The Allies successfully exploited Cavell’s death for propaganda: recruitment doubled in the two months following it. Posters of Cavell bearing the simple legend ‘Remember’ were particularly effective.

But MI5 took a more cold-blooded attitude, concluding that the Germans had been right to shoot her, and that Britain should alter its policy to do the same. On October 16, just four days after Cavell’s execution, MI5 opened a file entitled ‘Women Spies, Sentences on’. A Major Drake noted that a lenient sentence on a German spy the previous year meant that Britain was now threatened with ‘an influx of German women agents’. He added that Cavell’s case showed that the enemy had no such reluctance—and she hadn’t even been accused of espionage.

‘I agree,’ wrote Kell the next day. ‘It is high time we put aside all false sentimentality. A spy in war time wherever caught, and of whatever nationality, should be tried by Court Martial and dealt with expeditously... The employment of women as German spies in this country is on the increase, and one must consider the fact that the class of information they can acquire is very often of more value than the ordinary male spy can obtain, and just as effective.’ He concluded: ‘I am advocating no vindictive methods, but in a clear case of female espionage, we should not hesitate to apply the full penalty.’

Some of the other documents in Cavell’s file are equally gripping.

In December 1915, MI5 put out feelers about the Count de Borchgrave. It is unclear whether this was as a result of the public interest in the case or because they distrusted his story. It was established that he was about 55, had greying hair and wore a pince-nez, but nobody seemed to be able to vouch for or condemn him.

‘There are many counts of this name,’ one agent reported. ‘Some of them have turned out badly.’ Another added: ‘Agree there is so little to go upon. We shall probably hear no more about him.’

But they did eventually track him down—he was in Reading, with his wife—and seemed satisfied he had told the truth. He also revealed, perhaps unsurprisingly, that the acquaintance of Edith Cavell who had asked him to deliver the message to her mother had, in fact, been the nurse herself.

The file then jumps forward to November 24, 1917, when Capitaine Béliard of the Grand Quartier Général des Armées du Nord et Nord-Est in Folkestone wrote to MI5. ‘Dear Colonel Kell, I am sending you herewith two photos, one showing the Tir National at Brussels used by the Germans as an execution ground, and the other showing the graves of several victims, notably that of Nurse Cavell.’

Béliard said he had been sent the photos from Brussels, and asked Kell to send them on to Mrs Cavell, ‘to whom they will doubtless prove a sad but precious souvenir’.

After making inquiries to see if Cavell’s mother was still living at the same address, Kell sent the photos on December 4. ‘I have been directed by the French Authorities to forward you the enclosed photographs which, they consider, you would like to possess in memory of your daughter,’ he wrote.
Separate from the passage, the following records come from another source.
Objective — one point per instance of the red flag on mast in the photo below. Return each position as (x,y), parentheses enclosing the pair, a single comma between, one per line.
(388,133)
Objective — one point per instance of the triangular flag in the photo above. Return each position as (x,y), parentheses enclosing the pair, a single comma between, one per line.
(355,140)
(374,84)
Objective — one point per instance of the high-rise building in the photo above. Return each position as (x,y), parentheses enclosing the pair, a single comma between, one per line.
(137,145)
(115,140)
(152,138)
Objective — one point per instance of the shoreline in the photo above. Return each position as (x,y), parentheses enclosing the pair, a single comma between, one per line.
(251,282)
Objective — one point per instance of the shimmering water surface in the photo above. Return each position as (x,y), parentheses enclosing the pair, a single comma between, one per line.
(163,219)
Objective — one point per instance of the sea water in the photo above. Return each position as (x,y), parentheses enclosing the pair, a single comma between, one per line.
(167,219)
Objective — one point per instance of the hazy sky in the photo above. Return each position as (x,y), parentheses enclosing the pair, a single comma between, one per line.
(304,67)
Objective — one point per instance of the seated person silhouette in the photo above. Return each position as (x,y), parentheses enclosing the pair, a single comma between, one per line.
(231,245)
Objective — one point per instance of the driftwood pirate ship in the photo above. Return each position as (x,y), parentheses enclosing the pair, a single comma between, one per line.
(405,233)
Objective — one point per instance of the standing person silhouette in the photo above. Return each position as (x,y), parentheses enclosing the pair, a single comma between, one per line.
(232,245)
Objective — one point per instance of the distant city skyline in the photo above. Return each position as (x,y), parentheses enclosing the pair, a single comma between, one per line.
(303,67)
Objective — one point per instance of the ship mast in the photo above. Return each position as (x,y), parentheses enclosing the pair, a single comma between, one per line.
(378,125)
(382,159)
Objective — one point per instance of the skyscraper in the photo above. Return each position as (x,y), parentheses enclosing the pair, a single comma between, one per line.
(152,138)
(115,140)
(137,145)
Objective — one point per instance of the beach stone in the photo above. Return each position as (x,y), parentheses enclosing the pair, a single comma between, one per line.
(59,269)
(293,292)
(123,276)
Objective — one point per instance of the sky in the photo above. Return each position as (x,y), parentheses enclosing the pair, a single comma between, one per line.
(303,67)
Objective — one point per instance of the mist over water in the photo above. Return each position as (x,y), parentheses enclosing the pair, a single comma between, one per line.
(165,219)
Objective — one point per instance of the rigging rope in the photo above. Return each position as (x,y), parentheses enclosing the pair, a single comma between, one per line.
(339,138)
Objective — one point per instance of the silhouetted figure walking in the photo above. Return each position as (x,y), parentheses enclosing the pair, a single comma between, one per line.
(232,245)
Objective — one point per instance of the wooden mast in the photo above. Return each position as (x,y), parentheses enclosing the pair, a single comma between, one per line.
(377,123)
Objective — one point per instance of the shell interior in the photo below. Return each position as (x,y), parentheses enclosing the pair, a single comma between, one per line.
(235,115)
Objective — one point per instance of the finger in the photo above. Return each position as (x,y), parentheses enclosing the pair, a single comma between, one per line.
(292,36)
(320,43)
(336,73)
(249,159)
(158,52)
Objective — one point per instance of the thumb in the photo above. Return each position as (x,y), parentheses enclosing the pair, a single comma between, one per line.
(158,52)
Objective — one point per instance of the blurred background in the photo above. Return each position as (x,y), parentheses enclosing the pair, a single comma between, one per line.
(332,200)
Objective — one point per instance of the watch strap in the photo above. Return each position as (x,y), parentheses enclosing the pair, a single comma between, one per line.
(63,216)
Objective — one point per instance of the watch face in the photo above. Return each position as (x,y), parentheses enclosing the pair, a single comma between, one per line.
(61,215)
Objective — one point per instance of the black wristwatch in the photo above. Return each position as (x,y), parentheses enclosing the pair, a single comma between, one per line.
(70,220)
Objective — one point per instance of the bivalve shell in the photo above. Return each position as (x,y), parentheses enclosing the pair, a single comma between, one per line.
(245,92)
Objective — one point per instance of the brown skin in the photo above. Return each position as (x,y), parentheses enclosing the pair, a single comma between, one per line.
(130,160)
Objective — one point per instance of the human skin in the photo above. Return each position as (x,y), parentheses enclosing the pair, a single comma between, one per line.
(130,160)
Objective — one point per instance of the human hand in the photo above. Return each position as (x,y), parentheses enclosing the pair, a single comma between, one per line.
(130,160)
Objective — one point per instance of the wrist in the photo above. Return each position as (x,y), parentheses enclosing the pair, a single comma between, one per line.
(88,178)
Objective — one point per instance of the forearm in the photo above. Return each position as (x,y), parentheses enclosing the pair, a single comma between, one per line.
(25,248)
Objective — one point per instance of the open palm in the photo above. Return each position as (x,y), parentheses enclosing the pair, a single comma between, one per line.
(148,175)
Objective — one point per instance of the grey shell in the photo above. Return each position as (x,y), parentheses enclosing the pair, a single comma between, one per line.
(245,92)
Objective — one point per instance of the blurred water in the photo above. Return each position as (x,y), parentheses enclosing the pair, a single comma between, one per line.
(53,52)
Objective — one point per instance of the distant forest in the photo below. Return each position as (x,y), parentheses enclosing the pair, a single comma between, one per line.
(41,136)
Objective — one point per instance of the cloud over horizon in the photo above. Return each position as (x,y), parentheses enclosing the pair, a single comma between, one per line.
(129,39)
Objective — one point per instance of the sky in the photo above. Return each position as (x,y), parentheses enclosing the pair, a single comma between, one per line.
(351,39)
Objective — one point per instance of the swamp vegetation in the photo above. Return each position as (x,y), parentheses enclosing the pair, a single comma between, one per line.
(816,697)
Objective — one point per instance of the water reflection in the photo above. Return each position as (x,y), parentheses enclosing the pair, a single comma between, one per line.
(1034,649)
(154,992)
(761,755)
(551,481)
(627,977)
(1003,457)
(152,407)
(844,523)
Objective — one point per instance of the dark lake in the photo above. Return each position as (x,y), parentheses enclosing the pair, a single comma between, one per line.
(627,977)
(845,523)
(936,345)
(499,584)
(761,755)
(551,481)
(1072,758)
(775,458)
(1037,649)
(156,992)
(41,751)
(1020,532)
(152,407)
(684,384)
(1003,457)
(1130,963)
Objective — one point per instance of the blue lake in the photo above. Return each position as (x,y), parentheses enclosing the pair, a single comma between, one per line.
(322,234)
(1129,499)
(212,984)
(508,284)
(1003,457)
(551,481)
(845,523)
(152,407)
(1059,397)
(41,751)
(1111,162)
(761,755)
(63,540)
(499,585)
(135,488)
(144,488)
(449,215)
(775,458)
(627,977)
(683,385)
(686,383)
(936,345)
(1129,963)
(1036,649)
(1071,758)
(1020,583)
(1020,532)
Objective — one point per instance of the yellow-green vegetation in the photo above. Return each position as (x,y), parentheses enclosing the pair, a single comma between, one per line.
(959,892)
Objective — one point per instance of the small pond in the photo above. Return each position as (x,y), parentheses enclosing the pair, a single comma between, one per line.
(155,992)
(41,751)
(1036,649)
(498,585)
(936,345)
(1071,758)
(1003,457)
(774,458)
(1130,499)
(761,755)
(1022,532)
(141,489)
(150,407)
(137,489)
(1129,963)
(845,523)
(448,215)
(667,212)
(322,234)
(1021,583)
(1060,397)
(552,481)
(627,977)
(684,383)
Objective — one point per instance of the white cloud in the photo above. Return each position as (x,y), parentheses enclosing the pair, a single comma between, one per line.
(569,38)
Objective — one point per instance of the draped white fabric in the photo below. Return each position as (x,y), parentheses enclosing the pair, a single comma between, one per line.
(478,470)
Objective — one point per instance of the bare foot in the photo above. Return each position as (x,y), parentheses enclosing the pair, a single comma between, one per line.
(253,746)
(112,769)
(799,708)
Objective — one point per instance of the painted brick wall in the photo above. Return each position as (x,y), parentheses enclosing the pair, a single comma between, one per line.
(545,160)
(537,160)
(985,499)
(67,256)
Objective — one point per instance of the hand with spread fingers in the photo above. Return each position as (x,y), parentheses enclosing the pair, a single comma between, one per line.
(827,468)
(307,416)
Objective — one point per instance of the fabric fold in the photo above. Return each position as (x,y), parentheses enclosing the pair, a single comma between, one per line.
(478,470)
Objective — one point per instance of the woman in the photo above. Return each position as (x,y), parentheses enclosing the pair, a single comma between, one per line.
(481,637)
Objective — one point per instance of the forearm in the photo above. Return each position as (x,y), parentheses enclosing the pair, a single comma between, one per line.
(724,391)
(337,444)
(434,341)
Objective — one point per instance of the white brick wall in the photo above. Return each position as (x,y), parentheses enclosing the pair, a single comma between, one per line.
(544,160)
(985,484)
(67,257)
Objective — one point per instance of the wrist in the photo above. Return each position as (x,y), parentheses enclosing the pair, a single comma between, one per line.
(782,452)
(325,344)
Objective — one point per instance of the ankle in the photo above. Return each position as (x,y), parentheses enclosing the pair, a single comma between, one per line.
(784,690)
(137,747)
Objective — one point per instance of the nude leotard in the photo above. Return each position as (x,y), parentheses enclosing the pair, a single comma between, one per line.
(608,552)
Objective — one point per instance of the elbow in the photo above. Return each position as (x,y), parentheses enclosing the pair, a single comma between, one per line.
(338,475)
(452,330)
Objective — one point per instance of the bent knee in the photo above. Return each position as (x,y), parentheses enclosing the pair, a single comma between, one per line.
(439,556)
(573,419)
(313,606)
He also included copies of the photographs.

Mrs Cavell replied to thank him, saying that she had sent the copies to her other two daughters, but would keep the originals for herself. ‘I very much appreciate your kind expressions of sympathy with me in my great loss.’

The file ends there. After the war, Edith Cavell’s body was exhumed and returned to Britain. A memorial service was held at Westminster Abbey, attended by the King. Cavell was then reburied in Norwich Cathedral.

The popular perception of Edith Cavell remains that of a young, patriotic nurse who had little idea of the danger she was facing. She certainly served her country courageously, although she is famously reported to have said minutes before her execution: ‘As I stand here in the presence of Eternity, I find that patriotism is not enough.’ She wasn’t that young, either: she died two months shy of her 50th birthday. And we now know that she was well aware what might happen to her if she were caught.

But perhaps even more fascinating is the glimpse into the workings of the British police force and fledgling secret service during World War One—and their bungling attempts to help a resistance fighter in peril.’